The Empty the Pews anthology marks a historic moment as a group of younger writers and scholars have come together to record what is happening (and has happened) to their inner lives of faith. What ties these essays together is one idea: history needs record keepers. Bluntly: as the aging, Fox News-loving “alternative facts” crowd dies out, what’s left? Contributors to Empty the Pews and the millions they represent are one answer.

There are some big differences between these contributors and me. They represent a generational shift. Most, though not all, are Gen Xers and Millennials to whom I’m the “old guy.” And none of them had anything like my kind of nepotistic celebrity within evangelicaldom. That said, I find solidarity herein, the solidarity of survivors.

Many people who grew up in evangelical homes will understand me when I say that remembering my own evangelical upbringing seems like an odd and bad dream. Throughout my early childhood, we Schaeffers were busy littering train seats, café tables, and assorted telephone booths all over Europe with luridly illustrated little pamphlets “in the local language, in case someone is led to read it,” as Dad said. They had titles such as “What Must I Do to Be Saved?” and “Is There a Heaven and Hell?” and “Where Will I Spend Eternity?” Sometimes, as our train roared through Italian or Swiss towns, Dad would fling handfuls of tracts from the window at astonished passersby. The lesson I learned from all this was that there was “us” (the saved) and “them” (the lost). This set in motion the us-and-them way of thinking that, transposed decades later to politics, cast Democrats as “the lost,” deserving of hell, and us Republicans as saved and favored by God—no matter how far our actions strayed from anything remotely Christlike.

How do you unscramble this level of broken-brain toxicity? To read Empty the Pews is one good answer. The writers here are exposing the Christian right as a toxic farce. Since I was for a time a leader in that netherworld, and since I’ve been a bit of a pioneer in speaking out about leaving it, I welcome this book of essays. It heralds the arrival of the next wave of questioners I helped unleash by asking some questions of myself through my novels, nonfiction books, and media appearances.

A large part of what Empty the Pews does is capture a generational exodus from toxic Christianity from the perspective of (for the most part) former believers. What is the usefulness of the essays? They are a record of dissent! They are a record of heartbreak! They are a record of hope based on lives lived, not unattainable magical fixes! They are also a therapeutic reaching out to those (like me) whose neural pathways have been damaged by what has to be called nurtured insanity.

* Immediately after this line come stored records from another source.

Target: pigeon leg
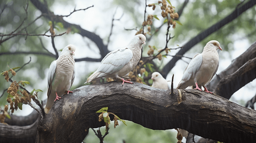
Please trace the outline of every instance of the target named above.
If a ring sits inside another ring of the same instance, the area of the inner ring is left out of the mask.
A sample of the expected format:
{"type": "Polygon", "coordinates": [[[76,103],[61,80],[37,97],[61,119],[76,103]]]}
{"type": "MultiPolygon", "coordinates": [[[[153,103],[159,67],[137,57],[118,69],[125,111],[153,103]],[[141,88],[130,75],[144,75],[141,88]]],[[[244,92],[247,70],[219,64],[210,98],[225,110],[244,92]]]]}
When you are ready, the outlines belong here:
{"type": "Polygon", "coordinates": [[[54,102],[56,101],[56,100],[59,100],[60,98],[61,98],[61,97],[59,97],[59,96],[58,96],[58,94],[57,94],[57,92],[56,92],[56,98],[54,100],[54,102]]]}
{"type": "Polygon", "coordinates": [[[132,84],[134,84],[134,82],[129,82],[129,81],[126,81],[125,80],[124,80],[124,79],[121,79],[122,80],[122,85],[123,85],[123,83],[124,83],[124,82],[127,82],[127,83],[132,83],[132,84]]]}
{"type": "Polygon", "coordinates": [[[196,88],[194,88],[194,89],[197,89],[197,90],[199,90],[201,91],[202,90],[200,89],[199,88],[199,87],[198,87],[198,85],[197,85],[197,83],[196,82],[195,83],[196,83],[196,88]]]}
{"type": "Polygon", "coordinates": [[[68,93],[70,92],[70,93],[73,93],[73,92],[71,92],[71,91],[67,91],[67,94],[68,94],[68,93]]]}
{"type": "Polygon", "coordinates": [[[212,92],[209,92],[207,89],[206,88],[206,87],[204,86],[203,86],[203,88],[204,88],[204,91],[206,92],[208,92],[208,93],[211,93],[212,94],[212,92]]]}

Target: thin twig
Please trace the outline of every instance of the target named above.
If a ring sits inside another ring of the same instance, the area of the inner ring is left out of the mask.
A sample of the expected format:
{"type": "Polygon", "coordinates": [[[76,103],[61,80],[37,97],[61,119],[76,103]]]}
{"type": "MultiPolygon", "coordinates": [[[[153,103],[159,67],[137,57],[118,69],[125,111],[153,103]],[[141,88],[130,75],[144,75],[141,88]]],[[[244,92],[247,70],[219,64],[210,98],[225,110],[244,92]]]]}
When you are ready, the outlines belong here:
{"type": "MultiPolygon", "coordinates": [[[[47,36],[47,37],[57,37],[57,36],[62,36],[63,35],[66,34],[66,33],[67,33],[67,32],[65,32],[62,33],[61,34],[58,34],[58,35],[46,35],[46,34],[29,34],[28,33],[14,33],[14,34],[11,34],[10,33],[10,34],[7,34],[0,35],[0,36],[18,36],[18,35],[26,35],[26,36],[47,36]]],[[[10,38],[9,38],[9,39],[10,39],[10,38]]],[[[5,40],[5,39],[2,41],[0,41],[0,42],[3,42],[4,41],[5,41],[6,40],[5,40]]]]}
{"type": "Polygon", "coordinates": [[[93,7],[94,6],[92,5],[92,6],[89,6],[89,7],[88,7],[87,8],[85,8],[85,9],[79,9],[79,10],[76,10],[75,9],[74,9],[74,10],[70,12],[70,13],[68,15],[56,15],[56,16],[59,16],[59,17],[68,17],[69,16],[70,16],[70,15],[71,15],[73,13],[76,12],[76,11],[80,11],[80,10],[85,10],[90,8],[91,8],[91,7],[93,7]]]}
{"type": "Polygon", "coordinates": [[[111,25],[111,29],[110,30],[110,33],[109,36],[109,38],[108,38],[108,43],[107,44],[107,45],[109,45],[110,41],[110,37],[111,36],[111,35],[112,35],[112,31],[113,31],[113,27],[114,27],[114,20],[120,20],[120,19],[123,16],[124,13],[122,13],[122,15],[119,19],[115,19],[115,15],[116,13],[116,11],[117,10],[117,8],[115,9],[115,12],[114,13],[114,14],[113,15],[113,18],[112,18],[112,24],[111,25]]]}
{"type": "Polygon", "coordinates": [[[135,28],[134,28],[134,29],[126,29],[125,28],[123,28],[126,31],[133,31],[133,30],[135,30],[136,31],[138,31],[138,30],[137,30],[137,27],[136,27],[135,28]]]}
{"type": "MultiPolygon", "coordinates": [[[[146,8],[147,7],[147,0],[145,0],[145,10],[144,11],[144,21],[143,21],[143,22],[145,21],[146,20],[146,8]]],[[[143,26],[143,30],[142,30],[142,34],[144,34],[144,27],[145,27],[145,26],[143,26]]]]}
{"type": "Polygon", "coordinates": [[[1,97],[2,97],[2,96],[3,96],[3,94],[4,94],[4,92],[5,92],[5,91],[7,91],[7,90],[8,90],[8,89],[5,89],[5,90],[3,91],[3,93],[2,93],[2,94],[1,95],[1,96],[0,96],[0,98],[1,98],[1,97]]]}

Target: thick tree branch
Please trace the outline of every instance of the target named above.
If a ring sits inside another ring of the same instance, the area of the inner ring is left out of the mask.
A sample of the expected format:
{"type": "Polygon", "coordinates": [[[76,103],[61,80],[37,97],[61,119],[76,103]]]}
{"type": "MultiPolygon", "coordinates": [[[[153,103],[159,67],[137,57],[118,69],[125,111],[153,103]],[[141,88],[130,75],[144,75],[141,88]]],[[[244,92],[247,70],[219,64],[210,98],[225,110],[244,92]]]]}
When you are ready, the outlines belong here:
{"type": "Polygon", "coordinates": [[[4,55],[17,55],[17,54],[37,54],[37,55],[44,55],[49,57],[55,58],[55,55],[52,53],[45,53],[40,52],[33,51],[16,51],[15,52],[0,52],[0,56],[4,55]]]}
{"type": "Polygon", "coordinates": [[[104,107],[154,130],[179,128],[225,143],[256,140],[256,111],[204,92],[170,92],[115,82],[81,87],[64,95],[39,121],[37,143],[81,143],[89,128],[105,125],[96,113],[104,107]]]}
{"type": "MultiPolygon", "coordinates": [[[[188,51],[191,49],[192,47],[200,42],[209,35],[211,35],[211,33],[217,31],[219,29],[221,29],[226,24],[237,18],[242,13],[253,7],[255,4],[256,4],[256,0],[251,0],[239,8],[235,9],[231,14],[198,34],[197,36],[193,38],[186,43],[183,46],[183,48],[179,50],[177,54],[183,55],[188,51]]],[[[172,60],[171,60],[171,61],[165,66],[163,68],[163,72],[165,74],[163,75],[163,77],[165,78],[166,78],[167,74],[174,67],[176,62],[181,58],[181,57],[173,57],[173,58],[172,58],[172,60]]]]}

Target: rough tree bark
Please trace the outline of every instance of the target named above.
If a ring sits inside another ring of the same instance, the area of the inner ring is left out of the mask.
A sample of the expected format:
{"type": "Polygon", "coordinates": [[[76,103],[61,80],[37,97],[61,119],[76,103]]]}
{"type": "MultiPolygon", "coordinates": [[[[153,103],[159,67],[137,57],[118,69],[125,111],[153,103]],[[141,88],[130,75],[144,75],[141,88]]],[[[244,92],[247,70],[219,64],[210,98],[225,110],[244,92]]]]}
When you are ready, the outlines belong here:
{"type": "Polygon", "coordinates": [[[39,121],[37,143],[81,143],[89,128],[105,126],[96,113],[104,107],[153,130],[179,128],[225,143],[256,140],[256,111],[204,92],[170,92],[116,82],[81,87],[64,95],[39,121]]]}

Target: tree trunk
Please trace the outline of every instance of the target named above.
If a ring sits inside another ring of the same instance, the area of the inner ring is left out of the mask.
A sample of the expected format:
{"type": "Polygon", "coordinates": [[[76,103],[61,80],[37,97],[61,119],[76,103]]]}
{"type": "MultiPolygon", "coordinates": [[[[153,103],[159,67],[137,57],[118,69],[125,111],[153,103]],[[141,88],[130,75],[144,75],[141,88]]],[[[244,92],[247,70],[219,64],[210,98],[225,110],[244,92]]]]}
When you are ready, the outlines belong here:
{"type": "MultiPolygon", "coordinates": [[[[153,130],[179,128],[225,143],[256,140],[256,111],[193,89],[156,89],[135,83],[87,85],[64,95],[38,123],[37,143],[81,143],[89,128],[105,126],[96,112],[109,112],[153,130]]],[[[111,116],[112,119],[112,117],[111,116]]],[[[110,131],[111,132],[111,131],[110,131]]]]}

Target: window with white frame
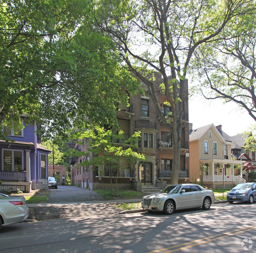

During a different period of religious madness, in seventeenth-century Massachusetts, Anne Hutchinson was an “unauthorized” Bible teacher in a dissident church group who, in the words of the Boston monument honoring her, was a “courageous exponent of civil liberty and religious toleration.” She was also a student of the Bible, which she interpreted by the light of what she termed her own “divine inspiration.” In other words, like the writers in Empty the Pews, she came to believe that in order to remain a sane and decent being, she had to pick and choose what she believed from her tradition. Let’s hope a better fate awaits these essayists—Hutchinson was banished from the colony for her stand.

Hutchinson seems to have concluded that religious believers should worship God, not the books about God. Another way to state her case is that God does not reveal himself, herself, or themselves through books but rather through what she called the “prophetical office” of the heart, like that which is revealed in the essays compiled for Empty the Pews.

Our hearts connect to a truth larger than ourselves: love of others in the context of community. That is the value of the anthology’s written windows into lovely souls changing before our eyes. They provide the place and time for the inner liturgies through which we may unite with these writers heart-to-heart, in order to seek out those truths that even our best words cannot describe.

This excerpt from Empty the Pews is published with permission from Epiphany Publishing and the editors, Chrissy Stroop and Lauren O’Neal.